Aurora, acostumbrada al ritual, tomó su tejido y sin contestar se concentró en su labor. Esa misma noche, habló su hija para invitar a sus padres a pasar unos días a su casa, pero Daniel, como era de esperarse, se rehusó y prefirió quedarse en su casa. Al día siguiente, después de dejar a su esposa en la terminal de autobuses, regresó a su casa, estaba atardeciendo, al entrar, Blacky saltó alegremente para recibirlo y de inmediato se acomodó en sus piernas al sentarse frente a su televisor. Por unos momentos se quedó con el control en las manos y lleno de hastío se puso a pensar:

“No cabe duda que los seres humanos, somos como las plantas; nacemos, crecemos nos preparamos llega el amor y nos casamos, recibimos con ilusión a los hijos y los formamos y éstos, llegado el momento, como aves, abandonan el nido dejando atrás todo lo demás para emprender su propio camino y nosotros, ¡qué!, ¡no me gusta mi realidad! Yo desearía mejor morir ¡Total! ¡A quién le hago falta ya! Tengo más de sesenta años, ¡ya rendí! ¿Qué más puedo hacer? ¿Qué me queda? ¡Ya cumplí! ¡A nadie le hago falta!

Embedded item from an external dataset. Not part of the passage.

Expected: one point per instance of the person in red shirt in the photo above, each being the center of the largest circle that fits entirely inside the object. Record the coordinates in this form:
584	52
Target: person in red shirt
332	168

Aurora, con nuestra hija estaría bien, las niñas la quieren mucho, nuestros hijos, ya tienen su vida hecha.

Hundido en sus pensamientos, no se dio cuenta que estaban tocando a la puerta, Blacky desesperadamente le rascaba el zapato y corría hacia la entrada gruñendo y eso lo sacó de sus desoladores pensamientos; con paso cansado, caminó hacia la puerta donde alguien tocaba con insistencia

—¡Ya voy! ¡Ya voy! Que nadie se está muriendo.

Su voz le sonó extraña diciendo que nadie se estaba muriendo ¡qué ironía! Unos minutos antes, él estaba pensando que deseaba morir ante el hastío de su vida. ¡Se rio solo, con amarga ironía! Al abrir la puerta, vio los ojos abiertos y tristes de un niño de unos cinco años, parecía tener hambre y frío, su ropa estaba sucia y llevaba entre las manos un carrito de madera sin ruedas y despintado que abrazaba contra su pecho. Daniel desconcertado, sólo acertó a mirarlo. ¿Qué estaba haciendo ahí a esas horas? ¡Y solo!